Although fingerprinting is often associated with police work and criminal misdeeds in other countries, it doesn’t have such negative connotations in Malawi and doesn’t appear to deter farmers from taking out loans.
“It’s very rare for people to be fingerprinted in Malawi,” Yang says. “Often it’s in the context of voting. They’re familiar with doing it on ballots, so it’s a positive association.”
The researchers used biometric identification, a high-tech method of fingerprinting that uses a laptop, fingerprint scanner, and fingerprint capture software.
“For every dollar invested in fingerprinting technology and the staff costs associated with implementing it,” Yang says, “we generated an additional $2.34 in profit for the microfinance institution.”
The study shows that 85 percent of the fingerprinted farmers considered to be high-risk borrowers repaid their loans in full.

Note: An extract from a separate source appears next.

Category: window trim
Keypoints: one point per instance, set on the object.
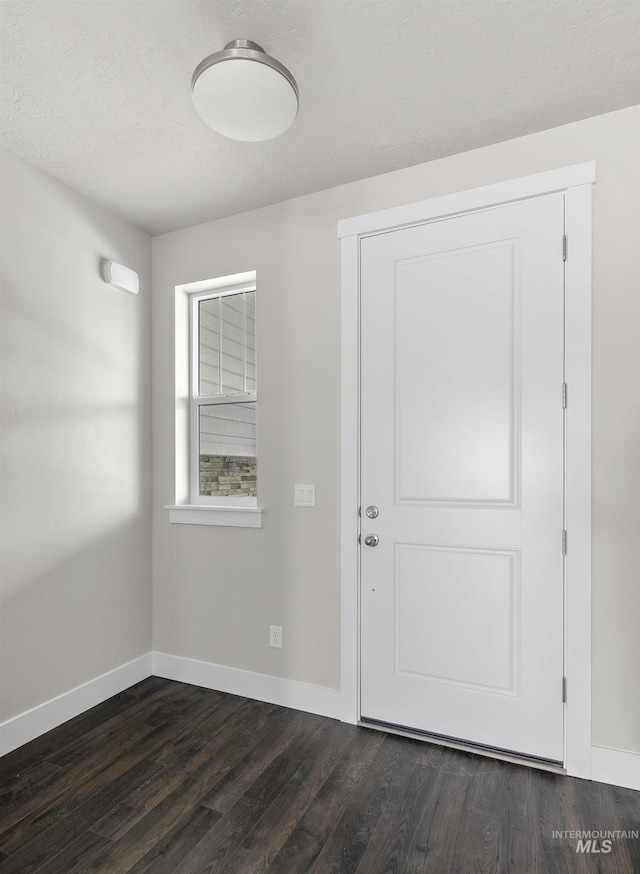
(231, 510)
(196, 400)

In the control group, only 44 percent of the high-risk borrowers paid back their loans. High-risk borrowers also took out smaller loans when they knew the lender could easily identify them.
The farmers also devoted more land to paprika, the crop with which the loans were repaid. They were less likely to take the money for paprika and use it to grow other crops.
The other researchers were World Bank economist Xavier Gine and Jessica Goldberg, who was Yang’s doctoral student and is now an assistant professor of economics at the University of Maryland.